Faculty advisors for public-sector clubs manage all student fundraising activities, and the ASB fund treasurers maintain the clubs’ accounting records. Faculty advisors normally skim revenue from event proceeds before they give money to the treasurers for deposit. Disbursement schemes are rare. 

Faculty advisors also teach students how to operate school stores and manage other retail sales activities, such as concession stands and sales of merchandise. (I’ll discuss these activities in subsequent columns.) 

Most schools know they need proper internal controls over both product inventory and revenue, but there are always some that don’t properly manage them. Their negligence discredits all other schools that diligently work to achieve financial and educational successes. 

The state of Washington has 294 school districts. When I managed the statewide fraud program for the state auditor’s office, there was typically an average of about eight schools per year that suffered a revenue loss of approximately USD$6,800 each (USD$54,400 annually). These losses primarily occur when one individual is responsible for all club revenue with no monitoring by managers. Investigators often can’t find those responsible because too many people have had access to product inventory and money. 

When external auditors determine that a faculty advisor is responsible for a specific loss amount, he or she usually makes restitution to the school. Schools discipline some of these individuals, but others simply resign. Schools rarely refer these cases for prosecution because the schools normally have been made whole. Prosecutors also usually don’t accept small-dollar cases because they have more important crimes to pursue. However, when they do prosecute these cases, convicted fraudsters usually receive jail sentences of less than one year. 

The information for the case studies for public-sector clubs cited below comes from audit reports issued by the Washington State Auditor’s Office (the external auditor for the schools).

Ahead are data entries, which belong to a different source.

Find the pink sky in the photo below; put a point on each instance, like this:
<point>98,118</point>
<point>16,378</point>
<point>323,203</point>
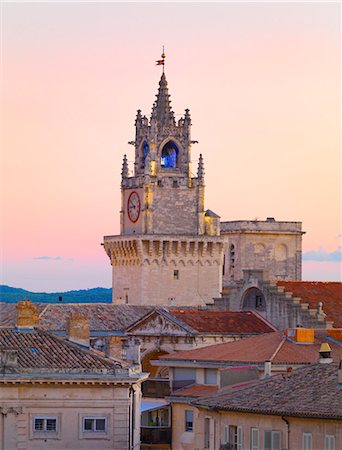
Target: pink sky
<point>262,82</point>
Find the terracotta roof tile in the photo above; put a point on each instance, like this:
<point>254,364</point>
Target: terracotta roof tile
<point>258,349</point>
<point>312,292</point>
<point>103,317</point>
<point>307,392</point>
<point>41,350</point>
<point>229,322</point>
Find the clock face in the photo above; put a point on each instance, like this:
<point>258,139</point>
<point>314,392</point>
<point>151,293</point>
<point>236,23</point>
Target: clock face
<point>133,206</point>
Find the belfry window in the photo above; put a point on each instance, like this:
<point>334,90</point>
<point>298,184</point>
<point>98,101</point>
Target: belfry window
<point>169,156</point>
<point>145,150</point>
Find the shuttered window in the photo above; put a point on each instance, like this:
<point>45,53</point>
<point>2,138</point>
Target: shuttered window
<point>240,439</point>
<point>329,442</point>
<point>307,441</point>
<point>254,439</point>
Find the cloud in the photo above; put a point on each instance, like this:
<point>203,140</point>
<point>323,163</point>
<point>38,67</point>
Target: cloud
<point>323,255</point>
<point>49,258</point>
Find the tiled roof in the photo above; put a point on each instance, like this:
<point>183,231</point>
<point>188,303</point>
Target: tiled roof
<point>39,350</point>
<point>229,322</point>
<point>306,392</point>
<point>196,390</point>
<point>257,349</point>
<point>312,292</point>
<point>103,317</point>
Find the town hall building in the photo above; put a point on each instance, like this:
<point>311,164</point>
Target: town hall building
<point>171,251</point>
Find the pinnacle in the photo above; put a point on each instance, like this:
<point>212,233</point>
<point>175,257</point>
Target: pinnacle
<point>161,110</point>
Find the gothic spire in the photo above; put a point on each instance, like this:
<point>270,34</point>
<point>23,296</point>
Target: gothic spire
<point>161,110</point>
<point>124,171</point>
<point>200,170</point>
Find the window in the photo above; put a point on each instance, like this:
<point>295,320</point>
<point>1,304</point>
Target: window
<point>254,439</point>
<point>210,376</point>
<point>189,420</point>
<point>233,437</point>
<point>329,443</point>
<point>307,441</point>
<point>225,434</point>
<point>206,433</point>
<point>272,440</point>
<point>169,156</point>
<point>94,424</point>
<point>45,424</point>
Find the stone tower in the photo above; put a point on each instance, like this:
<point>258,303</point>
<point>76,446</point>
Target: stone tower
<point>169,250</point>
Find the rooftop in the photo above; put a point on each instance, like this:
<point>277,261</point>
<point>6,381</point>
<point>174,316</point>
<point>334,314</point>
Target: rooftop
<point>103,317</point>
<point>41,352</point>
<point>257,349</point>
<point>306,392</point>
<point>224,322</point>
<point>312,292</point>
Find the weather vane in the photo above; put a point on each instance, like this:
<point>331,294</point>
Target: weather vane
<point>161,62</point>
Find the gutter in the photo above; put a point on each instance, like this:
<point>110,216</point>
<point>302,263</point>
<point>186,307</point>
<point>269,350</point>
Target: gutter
<point>288,432</point>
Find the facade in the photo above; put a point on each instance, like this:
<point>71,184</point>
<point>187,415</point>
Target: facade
<point>217,372</point>
<point>300,411</point>
<point>271,246</point>
<point>60,394</point>
<point>169,251</point>
<point>285,303</point>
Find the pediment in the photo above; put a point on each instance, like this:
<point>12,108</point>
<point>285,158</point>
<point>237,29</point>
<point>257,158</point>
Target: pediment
<point>156,324</point>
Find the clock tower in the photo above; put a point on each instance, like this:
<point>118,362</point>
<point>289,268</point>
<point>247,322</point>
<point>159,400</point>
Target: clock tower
<point>169,251</point>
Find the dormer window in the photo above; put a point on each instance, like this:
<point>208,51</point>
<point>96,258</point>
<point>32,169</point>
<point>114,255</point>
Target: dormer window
<point>169,156</point>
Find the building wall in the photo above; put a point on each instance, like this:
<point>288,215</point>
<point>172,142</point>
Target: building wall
<point>175,209</point>
<point>318,428</point>
<point>162,271</point>
<point>69,402</point>
<point>274,247</point>
<point>181,439</point>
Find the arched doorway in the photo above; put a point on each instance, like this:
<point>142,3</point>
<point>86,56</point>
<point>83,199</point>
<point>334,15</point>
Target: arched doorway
<point>253,299</point>
<point>169,156</point>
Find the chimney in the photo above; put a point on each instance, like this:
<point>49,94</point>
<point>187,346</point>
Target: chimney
<point>27,315</point>
<point>114,347</point>
<point>78,329</point>
<point>133,351</point>
<point>8,360</point>
<point>325,354</point>
<point>268,368</point>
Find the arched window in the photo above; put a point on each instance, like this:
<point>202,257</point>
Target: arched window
<point>169,156</point>
<point>145,150</point>
<point>253,299</point>
<point>231,261</point>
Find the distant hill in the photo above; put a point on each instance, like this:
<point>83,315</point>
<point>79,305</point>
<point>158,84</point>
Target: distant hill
<point>96,295</point>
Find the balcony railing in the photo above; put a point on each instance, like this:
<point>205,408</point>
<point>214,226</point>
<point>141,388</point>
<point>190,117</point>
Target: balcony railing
<point>155,435</point>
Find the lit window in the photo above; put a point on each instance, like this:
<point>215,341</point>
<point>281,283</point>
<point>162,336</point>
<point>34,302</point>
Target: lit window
<point>307,441</point>
<point>254,439</point>
<point>329,442</point>
<point>169,155</point>
<point>210,376</point>
<point>94,424</point>
<point>45,424</point>
<point>272,440</point>
<point>189,420</point>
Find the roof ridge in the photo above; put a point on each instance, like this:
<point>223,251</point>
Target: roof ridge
<point>278,348</point>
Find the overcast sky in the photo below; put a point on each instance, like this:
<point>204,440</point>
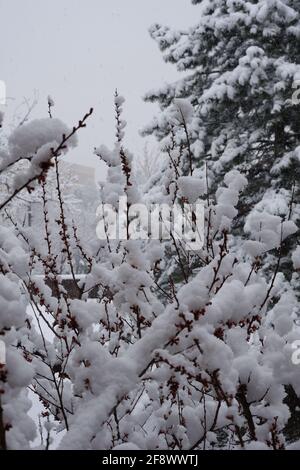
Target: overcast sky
<point>79,52</point>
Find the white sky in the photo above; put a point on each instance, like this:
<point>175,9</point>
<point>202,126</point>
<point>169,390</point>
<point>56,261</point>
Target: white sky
<point>79,51</point>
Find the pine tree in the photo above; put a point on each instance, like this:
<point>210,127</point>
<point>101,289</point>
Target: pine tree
<point>242,60</point>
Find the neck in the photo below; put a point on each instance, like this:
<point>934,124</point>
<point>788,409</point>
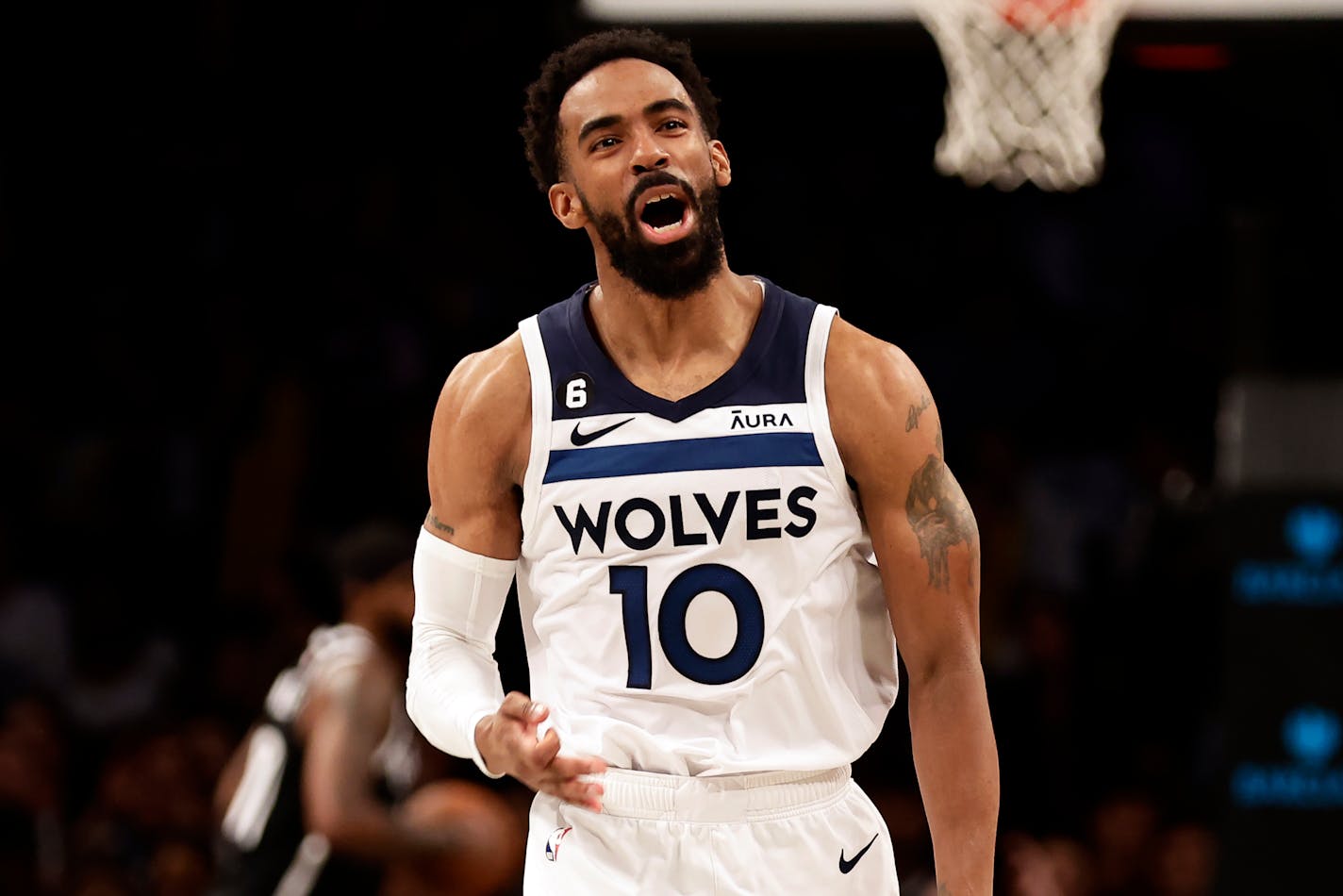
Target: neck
<point>674,347</point>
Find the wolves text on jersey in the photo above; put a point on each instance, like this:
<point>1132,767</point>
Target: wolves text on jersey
<point>692,519</point>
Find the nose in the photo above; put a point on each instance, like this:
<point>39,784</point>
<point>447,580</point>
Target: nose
<point>649,155</point>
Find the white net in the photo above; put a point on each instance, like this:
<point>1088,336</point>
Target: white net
<point>1022,89</point>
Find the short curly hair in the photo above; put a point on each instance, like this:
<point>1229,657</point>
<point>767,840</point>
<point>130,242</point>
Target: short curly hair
<point>566,67</point>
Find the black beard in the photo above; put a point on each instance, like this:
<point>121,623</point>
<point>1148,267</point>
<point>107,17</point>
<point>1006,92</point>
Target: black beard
<point>673,270</point>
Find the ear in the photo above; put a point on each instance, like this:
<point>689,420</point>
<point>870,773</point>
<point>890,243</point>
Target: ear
<point>567,206</point>
<point>721,165</point>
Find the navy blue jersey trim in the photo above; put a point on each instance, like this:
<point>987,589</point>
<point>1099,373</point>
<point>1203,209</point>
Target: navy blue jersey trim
<point>770,370</point>
<point>678,456</point>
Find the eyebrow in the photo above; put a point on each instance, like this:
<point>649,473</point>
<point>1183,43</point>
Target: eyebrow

Schools often use vending machines to raise funds. A student in charge of collecting money from machines placed it in a cloth bag without counting it and gave it to the ASB Fund cashier who stored it in an unlocked storage cabinet in the vault. The cashier and student didn’t count this money together, as they were required to, at the time of the transfer of accountability for these funds. In addition, the cashier didn’t issue a receipt to the student for the amount of money she received and didn’t include these funds in the daily bank deposit as she should have.

A faculty advisor routinely assigns one student to replenish vending machine stock and remove money, but ideally two people should do this.

The cashier later counted, receipted and deposited the money into the ASB Fund bank account. However, the external auditor determined that the amount of funds deposited was less than the expected revenue from inventory sold through the vending machines. 

No one could identify the person(s) responsible for this loss because too many people had access to the inventory, and the money was stored in the unlocked cabinet in the cashier’s office vault. The external auditor issued an internal-control finding to help improve future operations.


An external auditor detected unauthorized refunds in the cash receipting system of a school student store over four months. Cashiers didn’t use cash register passwords. The store manager didn’t monitor cash register detail tapes to identify and investigate the unsupported refunds; he only verified that the revenue amount reported on the daily cash register activity reports agreed with the amount of money actually deposited with the ASB Fund treasurer. The external auditor couldn’t identify the person(s) responsible for the US$914 loss because too many people operated the cash register and had access to the money.